In Utah's Salt Lake City, police shoots and seriously injures autistic teenager after mother dials 911
Golda Barton said her son Linden Cameron was suffering from separation anxiety and that she wanted help taking him to hospital
Los Angeles: Police in Salt Lake City shot and seriously wounded an autistic child whose mother had called 911 for help when her 13-year-old son started shouting in mental distress.
Linden Cameron suffered from separation anxiety, his mother Golda Barton told reporters, and reacted angrily when she had to return to work for the first time in almost a year.
She called 911 to ask police officers for help in taking the boy to hospital.
"I told them 'look, he's unarmed, he doesn't have anything, he just gets mad and he starts yelling and screaming. He's a kid, he's trying to get attention'," she told local station KUTV.
When the teenager started running from the police, one of the officers opened fire and injured the boy, who is white, with gunshots to the shoulder, intestine, bladder and ankle.
"During a short foot pursuit, an officer discharged his firearm and hit the subject," police spokesman Keith Horrocks told reporters.
"Given the threats of a weapon, they arrived in the area and made contact with this male, that male fled on foot," Horrocks said.
"He's a small child, why don't you just tackle him?" his mother said.

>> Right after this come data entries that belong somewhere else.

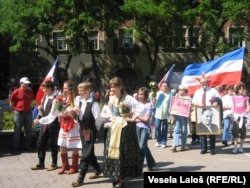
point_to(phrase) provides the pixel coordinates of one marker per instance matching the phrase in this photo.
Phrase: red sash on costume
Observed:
(67, 123)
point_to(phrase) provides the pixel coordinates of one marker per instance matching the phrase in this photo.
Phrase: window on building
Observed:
(180, 38)
(59, 41)
(236, 36)
(194, 37)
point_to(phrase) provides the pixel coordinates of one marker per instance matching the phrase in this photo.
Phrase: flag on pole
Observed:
(224, 70)
(167, 77)
(50, 76)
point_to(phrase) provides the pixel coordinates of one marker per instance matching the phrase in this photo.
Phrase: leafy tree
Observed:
(150, 21)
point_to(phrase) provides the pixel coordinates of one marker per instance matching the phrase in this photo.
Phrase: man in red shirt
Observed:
(21, 102)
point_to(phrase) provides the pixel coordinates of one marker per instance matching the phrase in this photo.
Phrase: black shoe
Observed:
(203, 152)
(212, 152)
(15, 151)
(26, 149)
(225, 143)
(197, 141)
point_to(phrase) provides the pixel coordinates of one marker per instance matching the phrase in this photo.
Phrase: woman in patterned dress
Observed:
(122, 156)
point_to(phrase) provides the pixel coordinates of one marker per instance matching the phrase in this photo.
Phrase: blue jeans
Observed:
(161, 130)
(180, 130)
(142, 135)
(22, 119)
(203, 140)
(226, 125)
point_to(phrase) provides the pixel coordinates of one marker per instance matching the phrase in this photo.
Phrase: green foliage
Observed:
(8, 123)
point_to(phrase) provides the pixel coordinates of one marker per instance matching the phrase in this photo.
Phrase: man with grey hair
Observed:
(21, 101)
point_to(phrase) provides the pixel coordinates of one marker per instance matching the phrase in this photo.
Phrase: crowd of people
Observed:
(71, 120)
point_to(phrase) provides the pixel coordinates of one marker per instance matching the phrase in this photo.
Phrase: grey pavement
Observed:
(15, 169)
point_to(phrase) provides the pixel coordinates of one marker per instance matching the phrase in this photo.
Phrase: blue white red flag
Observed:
(224, 70)
(50, 76)
(167, 77)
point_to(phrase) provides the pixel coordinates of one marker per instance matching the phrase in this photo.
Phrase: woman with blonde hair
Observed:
(122, 156)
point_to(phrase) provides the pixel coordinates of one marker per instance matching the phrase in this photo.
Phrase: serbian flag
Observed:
(50, 76)
(167, 77)
(225, 70)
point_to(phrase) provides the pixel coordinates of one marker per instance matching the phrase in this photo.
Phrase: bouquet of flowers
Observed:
(60, 104)
(153, 88)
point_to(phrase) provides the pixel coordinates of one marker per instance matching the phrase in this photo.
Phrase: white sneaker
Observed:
(157, 145)
(241, 150)
(235, 150)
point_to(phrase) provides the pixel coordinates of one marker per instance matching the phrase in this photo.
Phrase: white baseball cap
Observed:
(25, 80)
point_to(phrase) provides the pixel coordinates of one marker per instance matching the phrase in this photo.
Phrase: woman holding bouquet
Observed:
(69, 136)
(65, 108)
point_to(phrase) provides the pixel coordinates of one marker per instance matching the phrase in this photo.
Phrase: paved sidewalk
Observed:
(15, 169)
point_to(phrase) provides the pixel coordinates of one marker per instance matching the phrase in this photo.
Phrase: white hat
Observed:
(183, 87)
(25, 80)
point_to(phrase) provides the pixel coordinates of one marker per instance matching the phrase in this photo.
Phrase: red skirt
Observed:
(67, 123)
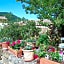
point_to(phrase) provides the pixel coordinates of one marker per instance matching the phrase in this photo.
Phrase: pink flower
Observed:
(60, 52)
(33, 47)
(13, 42)
(7, 42)
(18, 41)
(35, 56)
(52, 49)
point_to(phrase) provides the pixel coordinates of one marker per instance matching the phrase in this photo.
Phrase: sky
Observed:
(15, 8)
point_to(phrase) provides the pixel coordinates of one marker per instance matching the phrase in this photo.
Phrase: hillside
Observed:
(10, 17)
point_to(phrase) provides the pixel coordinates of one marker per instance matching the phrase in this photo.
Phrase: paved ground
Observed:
(9, 58)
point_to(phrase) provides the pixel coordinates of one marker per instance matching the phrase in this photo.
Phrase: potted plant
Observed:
(15, 48)
(31, 41)
(42, 41)
(51, 56)
(5, 42)
(28, 53)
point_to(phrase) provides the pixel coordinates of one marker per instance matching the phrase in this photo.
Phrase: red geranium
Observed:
(52, 49)
(35, 56)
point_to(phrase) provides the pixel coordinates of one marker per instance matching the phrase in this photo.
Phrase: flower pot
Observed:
(4, 45)
(17, 53)
(28, 55)
(0, 44)
(46, 61)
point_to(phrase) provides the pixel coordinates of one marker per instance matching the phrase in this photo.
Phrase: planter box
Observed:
(28, 55)
(17, 53)
(46, 61)
(4, 45)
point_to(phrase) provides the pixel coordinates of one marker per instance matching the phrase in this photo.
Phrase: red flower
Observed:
(7, 42)
(35, 56)
(13, 42)
(33, 47)
(18, 41)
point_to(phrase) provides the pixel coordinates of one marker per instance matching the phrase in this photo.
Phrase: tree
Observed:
(44, 8)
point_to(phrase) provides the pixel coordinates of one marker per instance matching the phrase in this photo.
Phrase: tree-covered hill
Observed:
(10, 17)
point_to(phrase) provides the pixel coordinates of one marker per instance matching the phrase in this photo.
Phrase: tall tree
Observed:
(44, 8)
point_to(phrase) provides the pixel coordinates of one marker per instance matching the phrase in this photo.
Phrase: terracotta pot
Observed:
(0, 44)
(17, 53)
(46, 61)
(4, 45)
(28, 55)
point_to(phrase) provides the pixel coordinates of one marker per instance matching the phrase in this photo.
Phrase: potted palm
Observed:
(28, 53)
(16, 48)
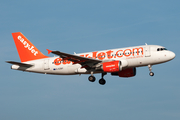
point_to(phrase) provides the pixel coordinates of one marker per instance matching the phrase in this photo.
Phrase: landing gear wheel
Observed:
(151, 74)
(91, 78)
(102, 81)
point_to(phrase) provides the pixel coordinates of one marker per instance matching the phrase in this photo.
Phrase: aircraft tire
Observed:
(102, 81)
(91, 78)
(151, 74)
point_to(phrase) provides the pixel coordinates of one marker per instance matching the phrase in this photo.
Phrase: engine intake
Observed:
(129, 72)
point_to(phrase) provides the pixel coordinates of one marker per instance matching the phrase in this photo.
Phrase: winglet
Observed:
(49, 51)
(26, 50)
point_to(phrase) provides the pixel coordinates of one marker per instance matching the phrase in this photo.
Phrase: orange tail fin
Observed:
(26, 50)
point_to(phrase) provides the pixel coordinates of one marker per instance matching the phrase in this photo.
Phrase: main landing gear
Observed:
(150, 69)
(91, 78)
(101, 81)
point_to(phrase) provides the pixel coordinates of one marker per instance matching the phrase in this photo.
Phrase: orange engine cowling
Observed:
(129, 72)
(113, 66)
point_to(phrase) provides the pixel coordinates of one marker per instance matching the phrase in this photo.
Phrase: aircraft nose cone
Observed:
(172, 55)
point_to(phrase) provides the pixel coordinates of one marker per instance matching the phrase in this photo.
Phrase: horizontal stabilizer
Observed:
(20, 64)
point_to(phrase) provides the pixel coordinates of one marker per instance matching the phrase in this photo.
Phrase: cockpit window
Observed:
(161, 49)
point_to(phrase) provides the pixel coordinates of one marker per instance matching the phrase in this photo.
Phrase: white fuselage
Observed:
(130, 57)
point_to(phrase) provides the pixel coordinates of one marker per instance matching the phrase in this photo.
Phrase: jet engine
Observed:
(114, 66)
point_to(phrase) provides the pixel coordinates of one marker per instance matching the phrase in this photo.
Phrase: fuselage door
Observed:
(46, 64)
(147, 51)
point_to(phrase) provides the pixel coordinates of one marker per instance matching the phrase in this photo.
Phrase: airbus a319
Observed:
(120, 62)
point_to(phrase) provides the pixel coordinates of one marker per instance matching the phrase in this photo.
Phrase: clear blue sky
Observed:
(83, 26)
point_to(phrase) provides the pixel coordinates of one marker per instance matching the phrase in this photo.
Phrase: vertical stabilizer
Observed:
(26, 50)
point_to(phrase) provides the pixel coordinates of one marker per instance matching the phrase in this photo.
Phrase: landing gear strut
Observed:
(102, 81)
(91, 78)
(150, 69)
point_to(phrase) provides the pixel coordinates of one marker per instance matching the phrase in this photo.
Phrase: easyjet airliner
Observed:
(120, 62)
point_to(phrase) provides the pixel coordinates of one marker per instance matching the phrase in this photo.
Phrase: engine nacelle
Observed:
(129, 72)
(114, 66)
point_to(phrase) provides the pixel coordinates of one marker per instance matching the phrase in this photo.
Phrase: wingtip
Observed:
(49, 51)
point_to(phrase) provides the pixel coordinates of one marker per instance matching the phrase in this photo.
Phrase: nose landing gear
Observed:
(150, 69)
(102, 81)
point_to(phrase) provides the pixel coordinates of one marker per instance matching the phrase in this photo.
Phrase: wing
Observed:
(20, 64)
(76, 59)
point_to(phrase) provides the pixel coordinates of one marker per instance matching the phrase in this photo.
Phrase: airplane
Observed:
(120, 62)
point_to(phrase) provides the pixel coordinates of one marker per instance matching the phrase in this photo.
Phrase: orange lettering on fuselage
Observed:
(108, 54)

According to Horrocks, the boy was suspected of having "made threats to some folks with a weapon."
But he admitted that no weapon had been found so far at the scene of the police shooting.
In a country plunged into protest and division about a string of police killings, the Utah incident provoked strong reaction among local disability advocacy groups.
"Police were called because help was needed but instead more harm was done," said Neurodiverse Utah in a statement.
The case bore echoes of the death of Daniel Prude, a mentally ill black man whose brother called 911 for help when the 41-year-old was having a psychological breakdown.
Prude died of suffocation after police put a hood over his head and pinned him to the ground in Rochester, New York in March.